Spectacle draws cameras and fuels notoriety. It also masks incremental security progress. So it is or has been with recent crowd control efforts in Los Angeles and Toronto, from the Laker basketball title victory to the G20 summit. Both events drew unruly crowds expressing either elation or disgust by torching otherwise innocent vehicles posing neither threat nor obstruction. In L.A., video coverage of thugs torching a taxicab made it to YouTube. This video (http://www.youtube.com/watch?v=4xfQR6YomJs&feature=related) shows a uniquely modern touch to an otherwise unchanging pattern of mob destruction. The pattern begins with tentative strikes that gather momentum and intensity as attackers meet no resistance and only magnify their glee at being able to hit things or people without being hit back – to the cheers of their own crowd.
The modern novelty comes in the ubiquity of cell phone camera flashes, as thugs pause after smashing a window or jumping on a car hood to immortalize their impact while grinning and cheering. Those with higher-end cellular phones take a turn at playing videographer, while their more electronically challenged fellows, lacking in the souvenir-taking technology, must content themselves with smacking the defenseless cab with renewed vigor. What are these destroyers ostensibly doing all the while? Celebrating their team’s victory. That’s right. These are happy people, expressing their joy by robbing a taxi driver of the means of his livelihood.
Move forward, now, to Toronto. Mobs vandalize banks and retail shops while torching police cars.
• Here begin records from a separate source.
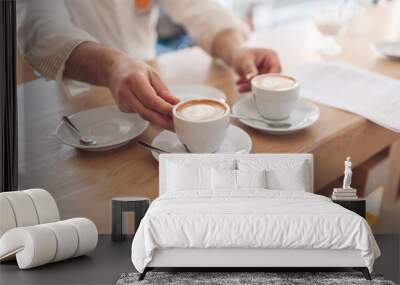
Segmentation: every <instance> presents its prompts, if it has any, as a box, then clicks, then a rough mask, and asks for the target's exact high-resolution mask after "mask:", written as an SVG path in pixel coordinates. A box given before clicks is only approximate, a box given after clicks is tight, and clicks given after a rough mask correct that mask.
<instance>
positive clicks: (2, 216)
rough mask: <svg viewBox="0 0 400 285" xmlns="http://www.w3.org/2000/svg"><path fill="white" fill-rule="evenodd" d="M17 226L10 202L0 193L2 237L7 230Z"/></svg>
mask: <svg viewBox="0 0 400 285" xmlns="http://www.w3.org/2000/svg"><path fill="white" fill-rule="evenodd" d="M16 226H17V223H16V221H15V216H14V212H13V209H12V208H11V205H10V202H9V201H8V200H7V198H6V197H3V196H2V195H1V194H0V238H1V236H2V235H3V234H4V233H5V232H6V231H8V230H9V229H12V228H15V227H16Z"/></svg>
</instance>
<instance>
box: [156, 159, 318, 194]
mask: <svg viewBox="0 0 400 285" xmlns="http://www.w3.org/2000/svg"><path fill="white" fill-rule="evenodd" d="M260 159H261V160H263V161H264V162H267V163H268V161H270V162H271V163H276V161H279V162H282V163H288V164H290V163H292V162H304V163H305V165H306V166H307V169H308V171H307V174H306V176H308V177H306V180H307V182H308V183H307V186H306V189H305V190H306V191H307V192H310V193H313V192H314V166H313V155H312V154H162V155H160V156H159V162H160V163H159V174H160V175H159V195H162V194H163V193H165V192H166V190H167V189H166V182H167V175H168V174H167V173H168V171H167V170H168V164H169V163H171V162H172V163H178V164H179V163H184V164H185V165H188V166H190V165H202V166H204V165H210V166H218V165H221V164H229V163H230V164H234V163H236V161H244V162H246V161H247V162H248V161H250V162H251V161H252V160H254V161H256V160H260Z"/></svg>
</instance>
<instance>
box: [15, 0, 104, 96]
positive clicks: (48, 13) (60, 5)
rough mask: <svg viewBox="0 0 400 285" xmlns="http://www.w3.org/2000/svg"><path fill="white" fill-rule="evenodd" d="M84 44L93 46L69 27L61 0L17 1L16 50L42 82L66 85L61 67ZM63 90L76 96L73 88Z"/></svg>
mask: <svg viewBox="0 0 400 285" xmlns="http://www.w3.org/2000/svg"><path fill="white" fill-rule="evenodd" d="M88 41H90V42H97V40H96V39H95V38H94V37H93V36H91V35H90V34H88V33H87V32H85V31H83V30H81V29H79V28H78V27H76V26H74V25H73V24H72V22H71V20H70V17H69V14H68V10H67V7H66V5H65V3H64V0H17V42H18V47H19V49H20V50H21V51H22V53H23V55H24V57H25V59H26V60H27V61H28V62H29V63H30V64H31V65H32V67H33V68H34V69H35V70H36V71H38V72H39V73H40V74H41V75H42V76H44V77H45V78H47V79H55V80H57V81H59V82H60V83H62V84H63V85H64V83H67V80H64V78H63V73H64V68H65V63H66V61H67V60H68V57H69V56H70V54H71V52H72V51H73V50H74V49H75V48H76V47H77V46H78V45H80V44H81V43H83V42H88ZM68 82H71V81H70V80H68ZM68 85H70V84H69V83H68ZM72 85H76V83H73V84H72ZM72 85H71V87H72ZM63 87H67V91H71V93H77V92H78V90H77V89H74V88H73V89H74V91H72V89H71V90H70V88H69V86H63ZM81 87H84V86H83V85H81ZM86 87H87V86H85V88H84V89H87V88H86ZM82 90H83V89H81V90H80V91H82Z"/></svg>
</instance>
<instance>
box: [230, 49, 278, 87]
mask: <svg viewBox="0 0 400 285" xmlns="http://www.w3.org/2000/svg"><path fill="white" fill-rule="evenodd" d="M232 66H233V68H234V69H235V71H236V73H237V74H238V75H239V79H238V80H237V82H236V84H237V85H238V90H239V92H247V91H250V89H251V85H250V80H251V79H252V78H253V77H254V76H256V75H257V74H262V73H279V72H281V64H280V62H279V58H278V55H277V54H276V52H274V51H273V50H270V49H265V48H247V47H242V48H239V49H238V50H237V51H235V52H234V53H233V57H232Z"/></svg>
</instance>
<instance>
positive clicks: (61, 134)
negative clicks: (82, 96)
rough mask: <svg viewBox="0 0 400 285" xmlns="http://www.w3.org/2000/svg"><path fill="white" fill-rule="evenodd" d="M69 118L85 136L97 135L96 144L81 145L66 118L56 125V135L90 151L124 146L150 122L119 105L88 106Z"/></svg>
mask: <svg viewBox="0 0 400 285" xmlns="http://www.w3.org/2000/svg"><path fill="white" fill-rule="evenodd" d="M69 118H70V120H71V121H72V122H73V124H74V125H76V126H77V128H78V129H79V130H80V131H81V133H82V135H83V136H85V137H88V138H91V139H94V140H95V141H96V142H97V144H96V145H82V144H81V143H80V142H79V138H78V137H77V136H76V135H75V134H74V133H73V132H72V131H71V130H70V129H69V128H68V127H67V126H66V125H65V124H64V122H61V123H60V124H59V125H58V127H57V129H56V136H57V138H58V139H60V140H61V141H62V142H63V143H64V144H66V145H69V146H72V147H75V148H78V149H84V150H90V151H105V150H110V149H115V148H117V147H120V146H123V145H125V144H127V143H128V142H129V141H131V140H132V139H134V138H136V137H137V136H139V135H141V134H142V133H143V132H144V131H145V130H146V128H147V127H148V125H149V123H148V122H147V121H145V120H143V119H142V118H141V117H140V116H139V115H138V114H134V113H123V112H121V111H120V110H119V109H118V107H117V106H106V107H100V108H94V109H89V110H86V111H83V112H79V113H76V114H73V115H71V116H69Z"/></svg>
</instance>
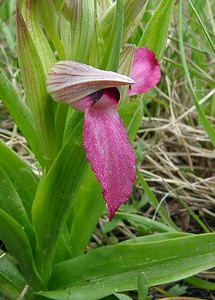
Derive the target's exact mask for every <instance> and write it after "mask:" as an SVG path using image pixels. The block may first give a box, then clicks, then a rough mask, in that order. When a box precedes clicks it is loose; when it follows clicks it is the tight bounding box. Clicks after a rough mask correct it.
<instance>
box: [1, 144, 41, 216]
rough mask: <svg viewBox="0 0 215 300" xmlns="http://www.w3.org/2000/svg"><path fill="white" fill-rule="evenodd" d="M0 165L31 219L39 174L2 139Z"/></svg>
mask: <svg viewBox="0 0 215 300" xmlns="http://www.w3.org/2000/svg"><path fill="white" fill-rule="evenodd" d="M0 153H1V155H0V167H1V168H2V169H3V170H4V172H5V173H6V174H7V176H8V178H9V179H10V181H11V182H12V183H13V186H14V188H15V189H16V192H17V193H18V194H19V197H20V199H21V201H22V203H23V206H24V207H25V211H26V213H27V215H28V218H29V219H30V220H31V207H32V202H33V199H34V197H35V194H36V189H37V185H38V179H37V176H36V175H35V174H34V173H33V171H32V170H31V168H30V167H29V166H28V165H27V164H26V163H25V162H24V161H23V160H22V159H21V158H20V157H19V156H18V155H17V154H16V153H15V152H14V151H12V150H11V149H10V148H9V147H8V146H7V145H6V144H4V143H3V142H2V141H1V140H0Z"/></svg>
Their worst destruction, attributed to Black Blocs (See http://www.csmonitor.com/World/terrorism-security/2010/0627/Black-Bloc-tactics-mar-Canada-s-G-20-summit), appears to be carried out under the banner of anti-capitalist, anti-police, anti-government – anti-you-name-it sentiment. So these are unhappy people, expressing their discontent by destruction that, at a given moment, looks remarkable indistinguishable from what happy rioters did in Los Angeles. These crowds use technology a little differently. Not that they don’t take their own souvenir photos. However, their mobile phones are communication devices first and documentation devices second. Text and Twitter messages offer Black Blocs their command and control, redirecting crowds on the fly to exposed targets and away from riot police strongholds.
Welcome to the new global pastime of modern unruly crowds. Among the principal differences between jubilant crowds and angry ones is that the latter come better prepared, hence the projectiles that Black Blocs used in Toronto to launch bags of urine and feces at police. Similarly, the Toronto mobs included stalwarts drenched in vinegar to offset the effects of the teargas they expected to draw. For once, the inherent sourness of violent protestors comes with a telltale, odor-bearing signature, as observers in Toronto reported tracking mob progress by following the vinegar smell with their noses.
Where is the good news for security practitioners? Well, it may not be good news exactly, but it is better than it could be. So far, both venues have been far less destructive than they could have been. True enough, one single torching of a car or business is one too many. However, it could be a lot worse. The Laker game mob’s swath of destruction in L.A. was a fraction of what previous ones have been. Similarly, the G20 rioting in Toronto has drawn 4,000 instead of the greater than 100,000 rioters in Italy for a past summit. Observers in Toronto report that riot police were refusing to be drawn into skirmishes when Black Blocs and other rioters torched police cars and broke store windows. Again, this is bad news for the custodian of the damaged asset.
However, there remains a certain wisdom in containing destructive forces, in channeling them to where they literally burn off their energy as they burn up some things in their path. Call it crowd control meets the Dog Whisperer. Once that energy dissipates, so too does a good measure of aggression. Better that this process take place with some impact to property and less jeopardy to human life. Security may not be perfect in either circumstance. But there are signs that it is better than it used to be for similar events.